Synthesis and biological activity of raltitrexed-carrier conjugates

• Autorzy: Jagiello M. , Kanska U. , Nevozhay D. , Boratynski J.
• Języki publikacji: EN

Abstrakty

EN

 Drugs used in chemotherapy give undesirable side effects, e.g., cardiotoxicity, leucopenia, hair loss and others. Covalent binding of a drug with a carrier may change its biodistribution, elimination and/or rate of transformation in the organism. The aim of this work was to synthesize conjugates of anticancer drug - raltitrexed (RTX) with lysozyme, bovine serum albumin (BSA), and dextran T40 and to investigate their cytotoxicity and influence on the cell cycle in comparison with the free drug. Before conjugation RTX was transformed into anhydride by treatment with dicyclohexylcarbodiimide in dimethylformamide. Activated RTX was added into aqueous solution of carriers at different pH (from 8.5 to 10.5) for 3 to 15 min. The reaction was stopped by reducing the pH to 7.0. Maximum yield of the reaction was obtained at pH 10 for BSA as well as for dextran. The highest level of substitution was obtained after 5 min of the reaction.
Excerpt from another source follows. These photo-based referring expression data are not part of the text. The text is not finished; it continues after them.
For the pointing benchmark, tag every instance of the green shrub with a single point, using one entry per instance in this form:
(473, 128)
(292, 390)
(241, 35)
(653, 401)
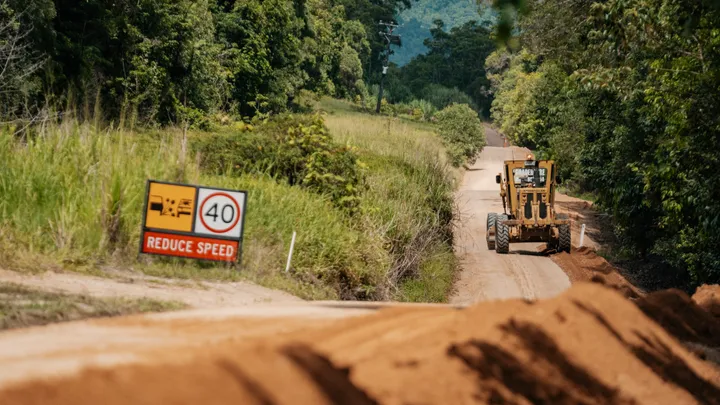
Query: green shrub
(462, 133)
(296, 149)
(441, 96)
(426, 108)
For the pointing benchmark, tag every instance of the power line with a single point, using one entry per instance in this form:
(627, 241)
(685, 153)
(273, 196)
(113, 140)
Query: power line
(390, 39)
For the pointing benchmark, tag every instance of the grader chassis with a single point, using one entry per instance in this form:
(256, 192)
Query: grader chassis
(527, 188)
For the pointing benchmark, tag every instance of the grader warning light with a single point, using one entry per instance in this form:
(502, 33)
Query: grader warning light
(528, 195)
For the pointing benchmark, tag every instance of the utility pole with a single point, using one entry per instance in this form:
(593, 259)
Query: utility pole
(390, 39)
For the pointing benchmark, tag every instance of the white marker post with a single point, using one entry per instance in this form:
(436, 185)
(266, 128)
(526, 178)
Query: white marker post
(292, 247)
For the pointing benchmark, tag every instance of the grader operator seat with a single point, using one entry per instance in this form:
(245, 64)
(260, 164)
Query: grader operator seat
(528, 197)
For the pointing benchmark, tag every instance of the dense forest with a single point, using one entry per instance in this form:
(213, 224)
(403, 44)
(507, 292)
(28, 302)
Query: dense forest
(168, 61)
(417, 21)
(624, 94)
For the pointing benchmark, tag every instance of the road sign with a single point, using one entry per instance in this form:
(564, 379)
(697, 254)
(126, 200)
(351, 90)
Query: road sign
(194, 222)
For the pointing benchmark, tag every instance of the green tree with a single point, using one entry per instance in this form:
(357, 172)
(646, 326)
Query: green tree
(462, 133)
(455, 60)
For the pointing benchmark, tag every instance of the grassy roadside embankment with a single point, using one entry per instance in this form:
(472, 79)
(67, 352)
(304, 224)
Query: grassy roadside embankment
(23, 307)
(72, 197)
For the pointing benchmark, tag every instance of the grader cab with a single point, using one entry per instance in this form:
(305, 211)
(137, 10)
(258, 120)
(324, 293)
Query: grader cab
(527, 188)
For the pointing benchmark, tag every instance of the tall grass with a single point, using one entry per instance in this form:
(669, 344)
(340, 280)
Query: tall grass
(409, 200)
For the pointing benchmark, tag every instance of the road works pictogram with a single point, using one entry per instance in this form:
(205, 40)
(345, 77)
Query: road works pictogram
(194, 222)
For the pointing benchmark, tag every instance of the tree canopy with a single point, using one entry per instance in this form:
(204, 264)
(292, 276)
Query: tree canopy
(624, 93)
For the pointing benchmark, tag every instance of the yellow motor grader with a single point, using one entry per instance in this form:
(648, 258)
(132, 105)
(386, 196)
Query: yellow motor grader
(527, 188)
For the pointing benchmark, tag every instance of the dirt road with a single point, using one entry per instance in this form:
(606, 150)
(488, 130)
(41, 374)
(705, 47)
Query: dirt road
(486, 275)
(198, 294)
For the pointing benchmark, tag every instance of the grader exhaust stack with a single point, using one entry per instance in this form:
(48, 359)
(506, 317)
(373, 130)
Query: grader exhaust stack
(527, 188)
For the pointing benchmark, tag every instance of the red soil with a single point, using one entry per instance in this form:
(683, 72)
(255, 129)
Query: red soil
(590, 345)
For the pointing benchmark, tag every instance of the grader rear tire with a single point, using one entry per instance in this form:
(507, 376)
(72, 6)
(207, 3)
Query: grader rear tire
(565, 239)
(502, 235)
(491, 221)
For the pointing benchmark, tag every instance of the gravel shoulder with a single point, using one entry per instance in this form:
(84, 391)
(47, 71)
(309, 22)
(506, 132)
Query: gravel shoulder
(193, 294)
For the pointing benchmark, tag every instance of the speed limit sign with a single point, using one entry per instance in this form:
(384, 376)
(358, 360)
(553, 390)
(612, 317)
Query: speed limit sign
(220, 213)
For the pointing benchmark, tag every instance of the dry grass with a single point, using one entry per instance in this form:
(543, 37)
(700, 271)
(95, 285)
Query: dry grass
(22, 307)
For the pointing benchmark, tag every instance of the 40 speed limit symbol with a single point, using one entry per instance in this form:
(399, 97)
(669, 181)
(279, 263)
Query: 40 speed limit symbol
(220, 213)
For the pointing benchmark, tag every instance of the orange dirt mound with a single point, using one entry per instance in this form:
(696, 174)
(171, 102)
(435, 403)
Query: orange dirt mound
(708, 298)
(588, 346)
(585, 265)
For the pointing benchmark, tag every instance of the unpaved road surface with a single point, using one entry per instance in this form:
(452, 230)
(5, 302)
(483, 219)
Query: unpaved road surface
(486, 275)
(588, 346)
(194, 294)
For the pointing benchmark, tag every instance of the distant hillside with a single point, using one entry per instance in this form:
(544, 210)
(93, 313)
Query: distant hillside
(418, 20)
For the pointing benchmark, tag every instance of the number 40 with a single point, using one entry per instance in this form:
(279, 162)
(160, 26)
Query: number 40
(224, 211)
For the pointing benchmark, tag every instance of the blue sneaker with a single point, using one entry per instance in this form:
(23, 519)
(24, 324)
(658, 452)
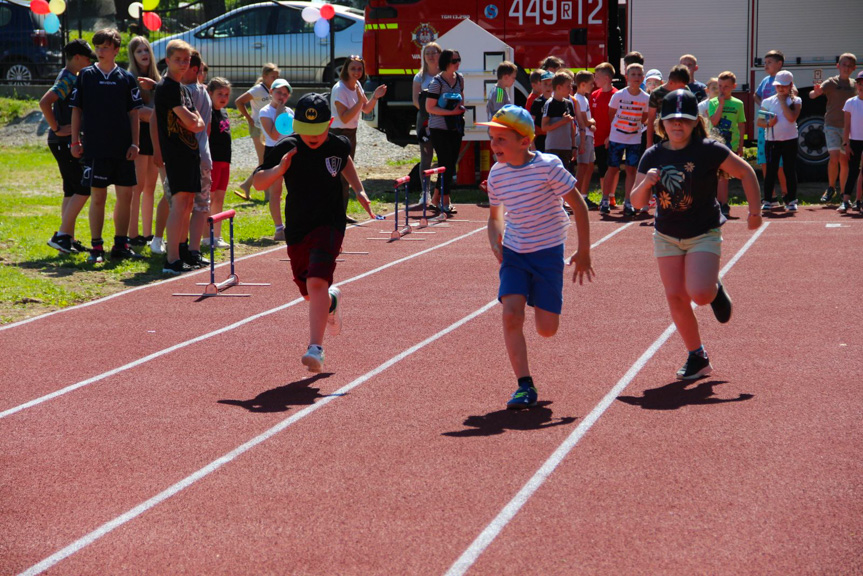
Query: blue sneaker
(523, 397)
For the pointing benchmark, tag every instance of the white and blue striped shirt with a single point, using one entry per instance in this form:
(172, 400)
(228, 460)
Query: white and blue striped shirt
(531, 195)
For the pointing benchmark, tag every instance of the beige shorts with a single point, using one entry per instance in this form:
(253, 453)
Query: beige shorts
(668, 246)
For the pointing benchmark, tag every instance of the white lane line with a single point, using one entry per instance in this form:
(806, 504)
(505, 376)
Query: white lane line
(109, 526)
(208, 335)
(487, 536)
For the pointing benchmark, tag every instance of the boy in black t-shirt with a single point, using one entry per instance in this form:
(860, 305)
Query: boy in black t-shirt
(311, 162)
(105, 108)
(176, 146)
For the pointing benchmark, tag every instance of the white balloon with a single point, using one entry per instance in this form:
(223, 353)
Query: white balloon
(136, 9)
(311, 14)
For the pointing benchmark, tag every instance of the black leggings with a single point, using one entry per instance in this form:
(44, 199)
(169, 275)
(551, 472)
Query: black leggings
(786, 151)
(855, 151)
(447, 144)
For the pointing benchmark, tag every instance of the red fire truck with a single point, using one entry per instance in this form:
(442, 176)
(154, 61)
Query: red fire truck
(578, 31)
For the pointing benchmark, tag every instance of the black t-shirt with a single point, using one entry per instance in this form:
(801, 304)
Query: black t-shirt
(220, 136)
(314, 185)
(106, 100)
(536, 112)
(686, 204)
(177, 143)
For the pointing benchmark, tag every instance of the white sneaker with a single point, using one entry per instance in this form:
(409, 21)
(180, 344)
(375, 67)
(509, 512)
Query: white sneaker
(157, 246)
(334, 320)
(313, 359)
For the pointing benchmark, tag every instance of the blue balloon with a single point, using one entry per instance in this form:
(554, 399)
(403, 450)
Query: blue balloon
(52, 23)
(285, 123)
(322, 28)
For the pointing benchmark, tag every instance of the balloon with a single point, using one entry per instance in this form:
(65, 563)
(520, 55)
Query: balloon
(310, 14)
(39, 7)
(136, 9)
(51, 24)
(152, 21)
(322, 28)
(57, 6)
(285, 123)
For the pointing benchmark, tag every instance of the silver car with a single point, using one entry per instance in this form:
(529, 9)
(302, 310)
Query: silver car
(236, 44)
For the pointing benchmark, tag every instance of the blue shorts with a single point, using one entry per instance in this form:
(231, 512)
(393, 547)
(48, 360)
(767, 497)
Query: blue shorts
(538, 276)
(616, 154)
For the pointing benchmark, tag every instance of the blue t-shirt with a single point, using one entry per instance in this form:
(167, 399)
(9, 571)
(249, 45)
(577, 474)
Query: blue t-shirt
(106, 100)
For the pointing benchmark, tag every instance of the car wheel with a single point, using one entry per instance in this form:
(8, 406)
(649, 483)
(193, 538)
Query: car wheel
(812, 152)
(18, 74)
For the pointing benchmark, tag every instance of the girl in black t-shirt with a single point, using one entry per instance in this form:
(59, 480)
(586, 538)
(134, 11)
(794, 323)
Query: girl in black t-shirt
(682, 172)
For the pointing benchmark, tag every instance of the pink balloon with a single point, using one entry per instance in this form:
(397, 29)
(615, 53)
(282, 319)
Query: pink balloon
(152, 21)
(39, 7)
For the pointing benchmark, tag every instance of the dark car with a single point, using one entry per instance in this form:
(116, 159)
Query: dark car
(27, 53)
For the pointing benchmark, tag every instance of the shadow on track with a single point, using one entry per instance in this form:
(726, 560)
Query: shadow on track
(500, 421)
(299, 393)
(677, 395)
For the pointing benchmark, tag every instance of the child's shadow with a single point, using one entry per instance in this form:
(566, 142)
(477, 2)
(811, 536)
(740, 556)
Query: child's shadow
(280, 399)
(677, 395)
(500, 421)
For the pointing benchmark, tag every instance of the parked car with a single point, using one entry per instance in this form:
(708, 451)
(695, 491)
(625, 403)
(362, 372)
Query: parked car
(236, 44)
(27, 52)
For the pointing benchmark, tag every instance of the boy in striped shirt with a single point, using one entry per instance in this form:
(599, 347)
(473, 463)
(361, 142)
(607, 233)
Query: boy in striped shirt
(527, 228)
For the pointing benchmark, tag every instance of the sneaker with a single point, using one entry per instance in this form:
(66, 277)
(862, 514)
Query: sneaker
(523, 397)
(157, 246)
(175, 267)
(313, 359)
(604, 207)
(697, 366)
(62, 243)
(721, 305)
(124, 252)
(334, 319)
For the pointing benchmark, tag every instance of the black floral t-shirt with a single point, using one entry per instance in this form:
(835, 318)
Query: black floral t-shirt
(686, 204)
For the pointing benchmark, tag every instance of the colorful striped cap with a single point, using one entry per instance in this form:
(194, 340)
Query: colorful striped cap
(512, 117)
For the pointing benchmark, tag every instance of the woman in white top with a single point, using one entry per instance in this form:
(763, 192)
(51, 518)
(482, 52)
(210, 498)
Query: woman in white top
(430, 69)
(347, 101)
(257, 96)
(280, 92)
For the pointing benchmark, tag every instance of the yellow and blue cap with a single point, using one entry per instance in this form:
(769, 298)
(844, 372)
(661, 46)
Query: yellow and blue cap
(512, 117)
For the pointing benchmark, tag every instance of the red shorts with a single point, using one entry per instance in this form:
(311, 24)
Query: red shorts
(221, 175)
(315, 256)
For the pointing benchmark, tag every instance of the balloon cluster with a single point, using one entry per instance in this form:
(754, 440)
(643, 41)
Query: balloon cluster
(143, 10)
(50, 10)
(320, 17)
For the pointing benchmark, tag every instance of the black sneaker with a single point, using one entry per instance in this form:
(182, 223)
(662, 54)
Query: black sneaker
(697, 366)
(124, 252)
(175, 267)
(62, 243)
(721, 305)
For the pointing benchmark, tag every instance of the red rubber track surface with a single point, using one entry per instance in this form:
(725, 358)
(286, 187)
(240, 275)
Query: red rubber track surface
(755, 470)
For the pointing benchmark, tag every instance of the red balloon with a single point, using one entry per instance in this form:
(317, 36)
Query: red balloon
(39, 7)
(151, 20)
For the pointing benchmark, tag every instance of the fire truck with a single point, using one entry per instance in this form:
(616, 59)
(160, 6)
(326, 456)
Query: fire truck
(578, 31)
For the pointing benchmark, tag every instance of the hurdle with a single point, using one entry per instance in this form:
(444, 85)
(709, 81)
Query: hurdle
(212, 288)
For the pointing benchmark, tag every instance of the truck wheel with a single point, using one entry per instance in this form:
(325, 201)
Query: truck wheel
(812, 155)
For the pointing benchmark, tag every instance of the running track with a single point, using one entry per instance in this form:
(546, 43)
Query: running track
(151, 434)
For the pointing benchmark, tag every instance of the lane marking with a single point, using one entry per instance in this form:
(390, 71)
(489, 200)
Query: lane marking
(488, 535)
(208, 335)
(111, 525)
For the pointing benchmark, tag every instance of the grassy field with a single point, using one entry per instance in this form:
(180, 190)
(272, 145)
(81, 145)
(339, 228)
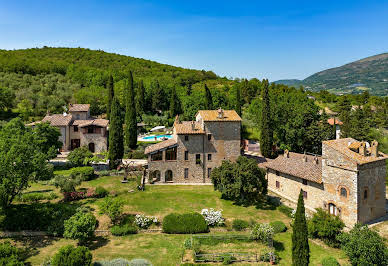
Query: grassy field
(159, 248)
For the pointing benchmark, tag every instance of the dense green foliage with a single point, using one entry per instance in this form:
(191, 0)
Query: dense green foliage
(22, 160)
(116, 140)
(300, 244)
(10, 255)
(364, 246)
(79, 156)
(325, 226)
(243, 181)
(72, 256)
(80, 226)
(187, 223)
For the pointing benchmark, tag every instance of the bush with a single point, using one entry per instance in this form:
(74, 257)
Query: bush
(326, 227)
(72, 256)
(10, 255)
(122, 230)
(278, 226)
(286, 210)
(364, 246)
(187, 223)
(101, 192)
(113, 208)
(80, 226)
(213, 217)
(240, 225)
(329, 261)
(85, 173)
(262, 232)
(79, 156)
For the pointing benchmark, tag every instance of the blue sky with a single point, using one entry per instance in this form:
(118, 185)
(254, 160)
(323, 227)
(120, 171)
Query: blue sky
(263, 39)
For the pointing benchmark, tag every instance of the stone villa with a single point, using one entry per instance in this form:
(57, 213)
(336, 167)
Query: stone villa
(196, 147)
(348, 180)
(78, 128)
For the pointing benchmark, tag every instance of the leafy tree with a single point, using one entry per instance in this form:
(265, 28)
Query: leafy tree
(80, 226)
(266, 135)
(116, 146)
(72, 256)
(79, 156)
(364, 246)
(110, 87)
(208, 99)
(243, 181)
(130, 115)
(21, 160)
(300, 244)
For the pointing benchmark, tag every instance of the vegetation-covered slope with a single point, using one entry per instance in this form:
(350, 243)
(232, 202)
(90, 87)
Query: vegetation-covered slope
(368, 73)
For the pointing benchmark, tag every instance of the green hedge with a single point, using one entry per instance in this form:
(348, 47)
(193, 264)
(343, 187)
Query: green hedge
(187, 223)
(85, 173)
(122, 230)
(278, 226)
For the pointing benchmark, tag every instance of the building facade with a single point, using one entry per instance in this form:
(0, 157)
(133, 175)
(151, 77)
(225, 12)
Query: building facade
(78, 128)
(196, 147)
(348, 180)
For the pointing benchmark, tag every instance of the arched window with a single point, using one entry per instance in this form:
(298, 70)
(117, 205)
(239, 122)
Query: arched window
(343, 192)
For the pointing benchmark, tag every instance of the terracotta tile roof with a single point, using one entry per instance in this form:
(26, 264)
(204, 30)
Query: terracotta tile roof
(212, 115)
(295, 165)
(58, 119)
(345, 147)
(95, 122)
(331, 121)
(186, 127)
(79, 107)
(160, 145)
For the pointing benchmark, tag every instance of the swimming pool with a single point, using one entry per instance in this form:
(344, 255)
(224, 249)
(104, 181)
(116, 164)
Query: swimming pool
(158, 137)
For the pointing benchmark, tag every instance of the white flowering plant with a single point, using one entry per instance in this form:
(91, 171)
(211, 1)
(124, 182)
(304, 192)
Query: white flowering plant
(144, 222)
(213, 217)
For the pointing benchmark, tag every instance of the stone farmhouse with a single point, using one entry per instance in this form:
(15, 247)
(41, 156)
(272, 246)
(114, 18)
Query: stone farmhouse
(196, 147)
(348, 180)
(78, 128)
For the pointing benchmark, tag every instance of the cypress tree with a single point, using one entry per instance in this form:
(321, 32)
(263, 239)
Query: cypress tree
(109, 86)
(300, 244)
(116, 146)
(238, 100)
(266, 136)
(130, 115)
(208, 99)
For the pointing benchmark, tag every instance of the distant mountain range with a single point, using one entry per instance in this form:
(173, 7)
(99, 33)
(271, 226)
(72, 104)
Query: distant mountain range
(370, 74)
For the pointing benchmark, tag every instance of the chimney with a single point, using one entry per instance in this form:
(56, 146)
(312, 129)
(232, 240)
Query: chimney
(220, 113)
(362, 149)
(374, 150)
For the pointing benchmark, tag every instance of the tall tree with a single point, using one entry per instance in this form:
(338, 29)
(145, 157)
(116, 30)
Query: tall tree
(300, 244)
(140, 98)
(208, 99)
(238, 99)
(266, 136)
(116, 145)
(130, 115)
(110, 87)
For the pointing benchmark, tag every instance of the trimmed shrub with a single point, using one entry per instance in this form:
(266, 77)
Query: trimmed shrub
(85, 173)
(187, 223)
(329, 261)
(122, 230)
(326, 227)
(72, 256)
(240, 225)
(286, 210)
(278, 226)
(10, 255)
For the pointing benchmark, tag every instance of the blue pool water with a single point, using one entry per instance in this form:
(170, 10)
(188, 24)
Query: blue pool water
(159, 137)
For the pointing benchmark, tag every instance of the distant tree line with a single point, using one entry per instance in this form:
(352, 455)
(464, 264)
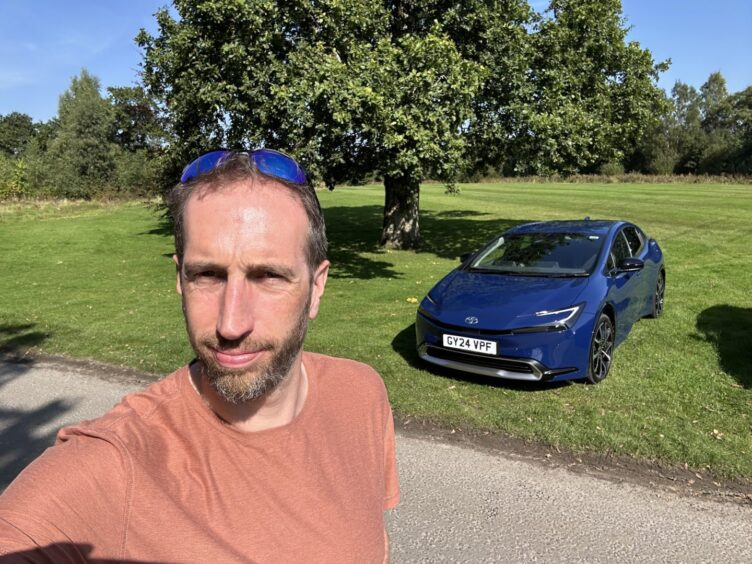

In in vitro experiments on three cell lines: SW707, LoVo and A549, all conjugates tested had up to a few hundred times higher IC50 than the free drug. Interestingly, it was noticed that the conjugates based on dextran and albumin were more cytotoxic than the free drug in the highest concentrations tested (1000 and 10 000 ng/ml). The influence of RTX and the conjugates on SW707 cell cycle was studied. RTX blocked the cell cycle mostly in the G0-G1 and S phase and increased the percentage of apoptotic cells. Cells in the G2-M phase were not observed. The conjugates blocked the cell cycle in the S phase and decreased the percentage of cells in the G0-G1 phase.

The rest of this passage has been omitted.